Elfride flung back her head, and said
idly--
'There's a bright star exactly over me.'
'Each bright star is overhead somewhere.'
'Is it? Oh yes, of course. Where is that one?' and she pointed
with her finger.
'That is poised like a white hawk over one of the Cape Verde
Islands.'
'And that?'
'Looking down upon the source of the Nile.'
'And that lonely quiet-looking one?'
'He watches the North Pole, and has no less than the whole equator
for his horizon. And that idle one low down upon the ground, that
we have almost rolled away from, is in India--over the head of a
young friend of mine, who very possibly looks at the star in our
zenith, as it hangs low upon his horizon, and thinks of it as
marking where his true love dwells.'
Elfride glanced at Knight with misgiving. Did he mean her? She
could not see his features; but his attitude seemed to show
unconsciousness.
'The star is over MY head,' she said with hesitation.

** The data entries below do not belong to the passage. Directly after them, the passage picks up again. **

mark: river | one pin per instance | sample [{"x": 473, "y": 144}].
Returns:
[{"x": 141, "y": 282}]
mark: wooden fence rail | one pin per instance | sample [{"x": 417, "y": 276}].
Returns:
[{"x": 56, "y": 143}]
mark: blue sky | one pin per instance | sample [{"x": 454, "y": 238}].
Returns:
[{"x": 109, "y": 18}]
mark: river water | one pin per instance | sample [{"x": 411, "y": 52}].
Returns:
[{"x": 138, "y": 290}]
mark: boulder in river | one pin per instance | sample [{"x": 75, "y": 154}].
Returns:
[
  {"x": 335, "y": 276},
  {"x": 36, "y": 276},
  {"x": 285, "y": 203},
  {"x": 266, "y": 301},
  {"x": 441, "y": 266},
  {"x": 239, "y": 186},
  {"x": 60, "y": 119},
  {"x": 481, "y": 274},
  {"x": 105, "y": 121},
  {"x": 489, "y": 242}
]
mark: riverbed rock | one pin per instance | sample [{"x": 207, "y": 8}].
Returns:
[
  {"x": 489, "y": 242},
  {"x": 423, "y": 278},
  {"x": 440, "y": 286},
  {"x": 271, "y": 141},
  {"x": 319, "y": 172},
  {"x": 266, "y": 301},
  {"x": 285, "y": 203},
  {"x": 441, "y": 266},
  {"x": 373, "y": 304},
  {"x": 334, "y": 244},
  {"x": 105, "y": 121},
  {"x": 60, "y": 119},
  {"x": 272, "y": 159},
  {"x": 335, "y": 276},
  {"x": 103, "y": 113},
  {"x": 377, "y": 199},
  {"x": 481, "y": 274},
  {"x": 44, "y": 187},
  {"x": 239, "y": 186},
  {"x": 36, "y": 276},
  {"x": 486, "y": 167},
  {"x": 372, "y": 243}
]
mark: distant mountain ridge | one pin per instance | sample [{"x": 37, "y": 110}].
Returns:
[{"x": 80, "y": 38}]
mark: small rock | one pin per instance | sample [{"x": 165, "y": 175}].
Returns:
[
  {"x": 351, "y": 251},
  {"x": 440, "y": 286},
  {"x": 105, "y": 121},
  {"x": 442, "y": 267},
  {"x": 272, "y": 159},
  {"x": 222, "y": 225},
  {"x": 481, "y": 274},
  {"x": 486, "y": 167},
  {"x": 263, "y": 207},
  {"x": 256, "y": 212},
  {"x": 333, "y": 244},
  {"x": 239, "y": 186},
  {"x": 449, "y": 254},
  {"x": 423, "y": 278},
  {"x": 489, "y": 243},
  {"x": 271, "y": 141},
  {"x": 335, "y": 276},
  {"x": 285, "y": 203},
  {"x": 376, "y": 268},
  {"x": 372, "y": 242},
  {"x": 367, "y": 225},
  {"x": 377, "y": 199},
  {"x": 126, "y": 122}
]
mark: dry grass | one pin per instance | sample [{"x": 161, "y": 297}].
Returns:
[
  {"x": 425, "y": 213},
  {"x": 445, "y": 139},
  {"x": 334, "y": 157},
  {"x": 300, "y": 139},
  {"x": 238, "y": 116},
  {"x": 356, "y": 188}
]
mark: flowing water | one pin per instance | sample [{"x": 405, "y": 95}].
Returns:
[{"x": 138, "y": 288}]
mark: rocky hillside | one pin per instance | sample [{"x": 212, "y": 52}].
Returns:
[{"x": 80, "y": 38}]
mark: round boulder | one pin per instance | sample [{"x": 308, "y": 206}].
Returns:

'Or anybody else's in England.'
'Oh yes, I see:' she breathed her relief.
'His parents, I believe, are natives of this county. I don't know
them, though I have been in correspondence with him for many years
till lately. Fortunately or unfortunately for him he fell in
love, and then went to Bombay. Since that time I have heard very
little of him.'
Knight went no further in his volunteered statement, and though
Elfride at one moment was inclined to profit by the lessons in
honesty he had just been giving her, the flesh was weak, and the
intention dispersed into silence.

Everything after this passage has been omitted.